With the imaginative immersion, the back-onboarding can be helped with auto-journaling. When all the plot lines can be found inside the game in an automated journal that explains what has happened and what needs to be done, the player can quickly revise that part of the story and continue with the mission.

The challenge based immersion could be helped, if the tutorial mode could be restarted in the middle of the game. This would be an extension of the feature, how in several games the player can switch the tutorial mode off at the beginning – this is intended for players who want to play the game through again with still remembering all about the controls and mechanics. Essentially, the player can switch off an annoying re-onboarding, if it is not perceived necessary, but this is typically only available at the first missions of the game. For a proper back-onboarding, the player should have to option to have the game teach the mechanics again at any point of the game. This feature could be practical also, when one is demonstrating the game to a visiting friend, and letting them try out the game. One can, of course, be the human tutor for the guest and tell them what to do with the controls, but the game could be also switched into a mode where it does all this work, and one could concentrate on talking about other possibly more essential points about the game, or go prepare some snacks, for example.

Of course, as time passes, more and more interesting games appear to compete from the player’s attention, and basically all attempts to attract them back to play the game are more and more likely to fail. Also the creator of the original game wants to rather sell new games to the players for further profit.

Re-onboarding is an issue of “replayability”, which has been given plenty of attention, and has techniques developed for it. For example, the whole beginning scene of X-Com 2 is different when a player starts the game for the first time, and when the player starts the game over again. Several games even offer game modes that are not available until the player has finished the game once. This way the game encourages the players to replay the game.

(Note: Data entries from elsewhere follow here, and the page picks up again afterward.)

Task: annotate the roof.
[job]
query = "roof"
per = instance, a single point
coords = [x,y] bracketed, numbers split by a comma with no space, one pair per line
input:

The perspective of back-onboarding has not been discussed so much, and it can be that the potential players that fall into this gap without ever returning to finish the game, get silently lost from the player community of these games. As game companies are eager to have players replay the games, they should be also looking into how to reach these players. One would assume that a person is more likely to replaying a game if they have played it through, rather than if their last experience is having gotten lost and forgotten in the middle – although, it is also possible that a person might be eager to try over all anew with a game that was once left unfinished.

Back-onboarding is something that seems to be missing from games. Perhaps I will find an opportunity to do research on it. For certain, its lack is one thing that keeps me from returning to Assassin’s Creed III.